Sekarang berusia 53 tahun, Mr. Greenaway masih bayi ketika ayahnya meninggal, meninggalkan dia untuk dibesarkan di Australia oleh ibunya yang berkebangsaan Jerman. Namun nilai-nilai ayahnya – seperti memperjuangkan hak-hak masyarakat adat dan menghargai pendidikan – ditanamkan dalam diri anak laki-laki tersebut.
Tuan Greenaway saat ini adalah salah satu dari perkiraannya kurang dari 20 arsitek Pribumi yang terdaftar di Australia. Ia juga merupakan pendukung utama dari apa yang dikenal sebagai “Desain yang berpusat pada negara,” yang membawa pandangan dunia Aborigin ke dalam proyek bangunan.
“Orang seperti Jefa jarang ditemukan,” kata Peter Salhani, jurnalis arsitektur Australia yang mengagumi karya Mr. Greenaway di Melbourne selama beberapa tahun. Proyek-proyeknya, kata Salhani, “tidak diragukan lagi merupakan suara masyarakat adat – kita membutuhkannya sekarang lebih dari sebelumnya.”

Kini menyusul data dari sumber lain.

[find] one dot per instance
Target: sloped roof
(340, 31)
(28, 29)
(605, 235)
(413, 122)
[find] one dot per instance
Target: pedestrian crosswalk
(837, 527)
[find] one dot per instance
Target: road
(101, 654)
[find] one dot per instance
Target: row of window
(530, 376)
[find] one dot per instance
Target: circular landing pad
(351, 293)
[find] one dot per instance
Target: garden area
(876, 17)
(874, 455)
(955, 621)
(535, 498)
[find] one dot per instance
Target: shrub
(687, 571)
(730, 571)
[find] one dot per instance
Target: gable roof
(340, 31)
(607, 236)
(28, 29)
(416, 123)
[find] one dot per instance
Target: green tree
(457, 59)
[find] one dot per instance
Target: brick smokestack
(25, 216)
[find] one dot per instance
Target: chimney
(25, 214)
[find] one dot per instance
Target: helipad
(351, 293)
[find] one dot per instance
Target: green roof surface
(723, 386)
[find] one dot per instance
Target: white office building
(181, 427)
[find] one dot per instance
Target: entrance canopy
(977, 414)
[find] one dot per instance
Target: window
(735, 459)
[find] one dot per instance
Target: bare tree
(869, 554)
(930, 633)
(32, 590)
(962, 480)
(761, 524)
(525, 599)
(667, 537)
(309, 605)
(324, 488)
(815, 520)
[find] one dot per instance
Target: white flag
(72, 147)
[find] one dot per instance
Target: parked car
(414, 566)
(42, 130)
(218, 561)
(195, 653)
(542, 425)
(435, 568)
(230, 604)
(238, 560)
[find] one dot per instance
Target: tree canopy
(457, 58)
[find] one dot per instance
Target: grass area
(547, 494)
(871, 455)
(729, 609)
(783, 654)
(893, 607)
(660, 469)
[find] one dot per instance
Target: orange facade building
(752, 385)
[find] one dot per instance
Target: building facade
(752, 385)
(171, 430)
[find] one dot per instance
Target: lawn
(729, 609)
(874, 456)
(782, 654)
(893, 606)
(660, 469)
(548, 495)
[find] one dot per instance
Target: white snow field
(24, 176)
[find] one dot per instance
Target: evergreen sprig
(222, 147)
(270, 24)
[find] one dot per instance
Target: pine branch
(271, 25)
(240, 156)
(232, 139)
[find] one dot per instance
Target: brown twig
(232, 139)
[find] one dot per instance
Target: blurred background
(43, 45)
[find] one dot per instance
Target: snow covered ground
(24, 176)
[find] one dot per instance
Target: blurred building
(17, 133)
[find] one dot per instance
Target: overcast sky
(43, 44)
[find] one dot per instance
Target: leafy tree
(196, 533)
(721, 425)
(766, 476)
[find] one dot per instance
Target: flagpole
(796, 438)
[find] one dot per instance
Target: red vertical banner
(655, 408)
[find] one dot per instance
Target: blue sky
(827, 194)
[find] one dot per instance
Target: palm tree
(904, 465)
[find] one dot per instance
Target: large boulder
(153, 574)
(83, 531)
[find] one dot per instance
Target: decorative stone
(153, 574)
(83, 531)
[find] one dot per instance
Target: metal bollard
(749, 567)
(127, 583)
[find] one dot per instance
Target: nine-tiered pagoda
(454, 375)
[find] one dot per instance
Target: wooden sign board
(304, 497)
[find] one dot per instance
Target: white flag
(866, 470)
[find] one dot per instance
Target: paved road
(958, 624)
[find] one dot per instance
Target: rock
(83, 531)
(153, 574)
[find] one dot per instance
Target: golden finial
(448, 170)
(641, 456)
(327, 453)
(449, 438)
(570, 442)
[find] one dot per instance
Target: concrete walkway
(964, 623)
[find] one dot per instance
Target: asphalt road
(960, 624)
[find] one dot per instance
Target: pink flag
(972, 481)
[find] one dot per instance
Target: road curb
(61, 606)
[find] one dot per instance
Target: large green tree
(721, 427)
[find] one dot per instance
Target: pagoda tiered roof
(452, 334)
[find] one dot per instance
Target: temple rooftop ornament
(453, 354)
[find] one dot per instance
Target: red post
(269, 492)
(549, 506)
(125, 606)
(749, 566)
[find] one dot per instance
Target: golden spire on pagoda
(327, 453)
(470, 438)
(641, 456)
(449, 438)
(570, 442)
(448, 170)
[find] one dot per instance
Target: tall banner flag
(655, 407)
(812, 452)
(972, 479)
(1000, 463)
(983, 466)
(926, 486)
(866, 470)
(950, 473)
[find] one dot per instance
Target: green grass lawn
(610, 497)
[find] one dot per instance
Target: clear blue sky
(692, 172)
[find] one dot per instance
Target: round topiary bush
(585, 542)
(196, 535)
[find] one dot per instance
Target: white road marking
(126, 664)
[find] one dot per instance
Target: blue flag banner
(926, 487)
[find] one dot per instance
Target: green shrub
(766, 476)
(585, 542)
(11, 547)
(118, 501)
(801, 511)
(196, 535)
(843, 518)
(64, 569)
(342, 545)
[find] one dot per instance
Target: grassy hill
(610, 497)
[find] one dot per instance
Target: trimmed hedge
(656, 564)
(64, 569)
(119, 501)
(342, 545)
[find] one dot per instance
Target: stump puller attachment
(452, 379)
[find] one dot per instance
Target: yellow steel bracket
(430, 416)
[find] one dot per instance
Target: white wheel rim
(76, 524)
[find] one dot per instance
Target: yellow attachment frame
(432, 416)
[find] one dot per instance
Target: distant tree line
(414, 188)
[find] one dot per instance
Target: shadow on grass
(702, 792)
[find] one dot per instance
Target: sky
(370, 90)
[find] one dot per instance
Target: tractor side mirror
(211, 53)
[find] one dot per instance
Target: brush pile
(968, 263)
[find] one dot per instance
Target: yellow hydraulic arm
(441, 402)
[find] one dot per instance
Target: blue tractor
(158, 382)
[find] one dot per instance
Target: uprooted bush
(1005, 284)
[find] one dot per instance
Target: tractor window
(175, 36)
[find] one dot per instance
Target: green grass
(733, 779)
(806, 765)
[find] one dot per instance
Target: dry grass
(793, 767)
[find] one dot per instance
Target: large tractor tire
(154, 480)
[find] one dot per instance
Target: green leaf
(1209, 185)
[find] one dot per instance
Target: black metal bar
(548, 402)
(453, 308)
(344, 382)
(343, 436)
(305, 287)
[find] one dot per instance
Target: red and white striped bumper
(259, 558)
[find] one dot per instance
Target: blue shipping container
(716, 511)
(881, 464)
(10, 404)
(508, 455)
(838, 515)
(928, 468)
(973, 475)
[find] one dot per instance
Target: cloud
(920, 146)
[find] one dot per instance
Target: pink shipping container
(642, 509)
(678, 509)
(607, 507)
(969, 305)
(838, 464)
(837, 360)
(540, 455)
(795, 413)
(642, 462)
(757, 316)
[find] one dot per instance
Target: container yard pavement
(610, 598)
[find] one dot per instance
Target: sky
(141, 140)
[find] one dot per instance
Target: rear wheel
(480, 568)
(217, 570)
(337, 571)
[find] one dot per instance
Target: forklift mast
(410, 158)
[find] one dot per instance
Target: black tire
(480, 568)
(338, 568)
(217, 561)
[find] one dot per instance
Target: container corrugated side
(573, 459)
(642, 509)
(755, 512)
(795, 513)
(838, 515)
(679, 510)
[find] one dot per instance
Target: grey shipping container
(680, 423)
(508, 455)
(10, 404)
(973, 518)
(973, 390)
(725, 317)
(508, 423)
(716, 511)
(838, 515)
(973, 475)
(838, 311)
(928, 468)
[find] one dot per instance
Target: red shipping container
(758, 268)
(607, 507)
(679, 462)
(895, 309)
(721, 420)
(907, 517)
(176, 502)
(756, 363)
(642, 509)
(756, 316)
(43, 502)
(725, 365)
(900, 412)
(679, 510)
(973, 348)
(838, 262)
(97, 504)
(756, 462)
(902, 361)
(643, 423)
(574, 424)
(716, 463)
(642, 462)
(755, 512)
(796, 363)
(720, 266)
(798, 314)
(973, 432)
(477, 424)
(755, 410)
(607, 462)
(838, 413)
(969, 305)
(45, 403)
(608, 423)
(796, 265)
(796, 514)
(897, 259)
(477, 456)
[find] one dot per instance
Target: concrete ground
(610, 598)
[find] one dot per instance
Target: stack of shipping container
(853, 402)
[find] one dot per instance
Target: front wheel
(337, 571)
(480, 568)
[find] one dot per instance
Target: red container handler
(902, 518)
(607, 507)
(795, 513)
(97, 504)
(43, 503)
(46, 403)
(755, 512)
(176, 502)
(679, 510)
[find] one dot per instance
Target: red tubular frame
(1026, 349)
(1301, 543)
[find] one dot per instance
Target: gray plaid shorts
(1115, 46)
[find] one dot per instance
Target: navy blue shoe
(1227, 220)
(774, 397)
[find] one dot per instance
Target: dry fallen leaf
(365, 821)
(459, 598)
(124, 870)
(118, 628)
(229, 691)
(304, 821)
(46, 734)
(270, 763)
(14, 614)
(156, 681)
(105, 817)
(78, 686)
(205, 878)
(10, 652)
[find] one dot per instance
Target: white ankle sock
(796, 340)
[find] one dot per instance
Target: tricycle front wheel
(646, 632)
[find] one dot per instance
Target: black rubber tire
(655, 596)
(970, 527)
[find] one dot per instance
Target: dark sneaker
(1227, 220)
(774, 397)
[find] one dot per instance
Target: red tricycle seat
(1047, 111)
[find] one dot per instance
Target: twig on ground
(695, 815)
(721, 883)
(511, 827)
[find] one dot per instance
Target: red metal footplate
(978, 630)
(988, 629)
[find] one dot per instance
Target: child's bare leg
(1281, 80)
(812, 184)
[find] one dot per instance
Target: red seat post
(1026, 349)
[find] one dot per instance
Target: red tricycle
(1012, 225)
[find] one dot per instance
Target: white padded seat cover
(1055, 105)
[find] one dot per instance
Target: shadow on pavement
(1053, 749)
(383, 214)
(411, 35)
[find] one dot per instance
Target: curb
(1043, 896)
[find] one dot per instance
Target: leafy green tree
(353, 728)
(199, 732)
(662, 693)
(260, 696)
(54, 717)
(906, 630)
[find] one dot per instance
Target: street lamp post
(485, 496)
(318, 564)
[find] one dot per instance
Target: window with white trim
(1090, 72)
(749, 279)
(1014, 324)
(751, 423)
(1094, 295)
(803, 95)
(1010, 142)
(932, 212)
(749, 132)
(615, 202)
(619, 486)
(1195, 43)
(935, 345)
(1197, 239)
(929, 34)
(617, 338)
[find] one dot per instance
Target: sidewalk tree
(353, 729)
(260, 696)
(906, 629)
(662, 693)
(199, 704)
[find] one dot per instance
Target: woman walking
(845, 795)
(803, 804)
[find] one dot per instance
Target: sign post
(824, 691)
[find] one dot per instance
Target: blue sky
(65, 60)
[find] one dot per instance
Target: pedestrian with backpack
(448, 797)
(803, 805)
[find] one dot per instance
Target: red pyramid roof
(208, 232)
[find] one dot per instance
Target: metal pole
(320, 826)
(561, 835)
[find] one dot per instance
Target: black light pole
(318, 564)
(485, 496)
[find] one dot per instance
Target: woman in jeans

Bagi banyak penduduk asli Australia, tanah tempat mereka dilahirkan atau menjadi milik mereka mempunyai arti penting secara spiritual. Ketika orang berbicara tentang “Negara”, yang mereka maksud bukan hanya tanah fisik dan saluran air tetapi sistem kepercayaan di mana segala sesuatunya hidup dan tidak ada pemisahan antara manusia, hewan, bangunan, tumbuhan, batu, air dan udara.
Salah satu tujuan pendekatan desain yang menganut pandangan dunia ini adalah untuk mengungkapkan apa yang ditemukan di sebuah situs sebelum pemukiman Eropa dan melakukannya dengan cara yang mengutamakan lingkungan.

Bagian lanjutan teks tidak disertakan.